Tomislav Sunic, ein weiterer Referent in Budapest, hat zumindest schon Österreich-Erfahrung: der angebliche Vertreter der Neuen Rechten war 2013 Gastredner bei den Alten Rechten am Ulrichsberg.

Der letzte Gastredner von Budapest, den wir hier noch erwähnen wollen, ist Markus Willinger aus Österreich. Den kennen wir schon lange! Zuletzt hat sich Markus Willinger mit dem Büchlein „Die identitäre Generation“ einen Namen als Ideologe der Identitären machen wollen. Bei den Budapester Veranstaltern hat er das auch tatsächlich geschafft, bei dfen österreichischen Identitären ist er damit nicht so gut angekommen. Auch die „Junge Freiheit“, das Organ der Neuen Rechten in Deutschland, rechnet mit Willinger und seinem Büchlein ab, bezeichnet ihn als „überheblich“ und das Büchlein als „hundertseitige Spiegelfechterei“. Seit seinem 15. Lebensjahr – so Willinger (22) in seinem Büchlein – sei er für die neue Rechte politisch aktiv. Für die „neue“ Rechte? Putzig, der Willinger! Wir haben da noch etliche Mails vorrätig, in denen sich ein Markus Willinger 2010 der NPD als Wahlhelfer andient und dabei auf seine bereits mehrjährige diesbezügliche Tätigkeit für die NPD verweist. Und dieser Willinger war 2010 beim Neonazi-Aufmarsch in Dresden dabei (von dort kennt er auch einige andere österreichische Identitäre!), schimpfte im Neonazi-Portal Altermedia über die „Modernisierer“ bei der NPD und über Jörg Haider, der für ihn ein Verräter an der nationalen Sache und am deutschen Volk war.

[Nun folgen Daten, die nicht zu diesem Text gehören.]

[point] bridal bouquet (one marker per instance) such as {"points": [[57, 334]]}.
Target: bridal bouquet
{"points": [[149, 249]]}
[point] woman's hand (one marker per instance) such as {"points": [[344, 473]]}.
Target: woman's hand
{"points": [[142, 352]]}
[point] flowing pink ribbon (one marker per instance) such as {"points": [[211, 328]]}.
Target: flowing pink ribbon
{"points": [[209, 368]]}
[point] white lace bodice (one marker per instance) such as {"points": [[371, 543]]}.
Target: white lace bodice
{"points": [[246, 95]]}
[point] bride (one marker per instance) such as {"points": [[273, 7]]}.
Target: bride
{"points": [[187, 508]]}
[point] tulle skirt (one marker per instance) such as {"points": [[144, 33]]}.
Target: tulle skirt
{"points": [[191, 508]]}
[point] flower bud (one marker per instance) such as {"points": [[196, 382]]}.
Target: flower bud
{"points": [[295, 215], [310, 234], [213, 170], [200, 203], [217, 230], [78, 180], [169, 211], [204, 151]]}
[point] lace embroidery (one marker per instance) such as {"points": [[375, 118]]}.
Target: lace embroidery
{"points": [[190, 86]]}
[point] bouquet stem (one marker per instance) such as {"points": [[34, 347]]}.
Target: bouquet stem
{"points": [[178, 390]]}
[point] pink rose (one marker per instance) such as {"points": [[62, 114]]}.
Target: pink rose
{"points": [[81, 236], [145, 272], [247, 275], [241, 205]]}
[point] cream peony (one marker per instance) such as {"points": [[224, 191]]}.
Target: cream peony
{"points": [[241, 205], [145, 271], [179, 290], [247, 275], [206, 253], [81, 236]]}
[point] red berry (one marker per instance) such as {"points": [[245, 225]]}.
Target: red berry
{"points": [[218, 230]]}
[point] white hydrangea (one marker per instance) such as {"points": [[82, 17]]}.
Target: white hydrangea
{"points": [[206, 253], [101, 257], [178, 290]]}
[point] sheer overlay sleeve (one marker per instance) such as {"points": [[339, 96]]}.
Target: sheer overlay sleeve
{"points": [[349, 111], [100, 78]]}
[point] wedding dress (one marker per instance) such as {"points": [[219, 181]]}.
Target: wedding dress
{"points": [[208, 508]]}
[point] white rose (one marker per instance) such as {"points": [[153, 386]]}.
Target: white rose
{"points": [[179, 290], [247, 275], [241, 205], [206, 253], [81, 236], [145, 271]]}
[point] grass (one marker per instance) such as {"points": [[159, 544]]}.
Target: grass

Veranstaltet wird die Konferenz in Budapest übrigens vom National Policy Institute, einer rassistischen Denkfabrik aus den USA, die vom Southern Poverty Law Center als Hass-Gruppe bezeichnet wird.


Die Hass-Gruppe National Policy Institute

Die Teilnahme am Kongress ist übrigens nicht gerade günstig. 170 US-Dollar muss man löhnen, um am Kongress (mit Verpflegung) teilnehmen zu dürfen. Wenn’s um die Kohle geht, haben die Identitären kein Problem mit dem Verlust der nationalen Identität….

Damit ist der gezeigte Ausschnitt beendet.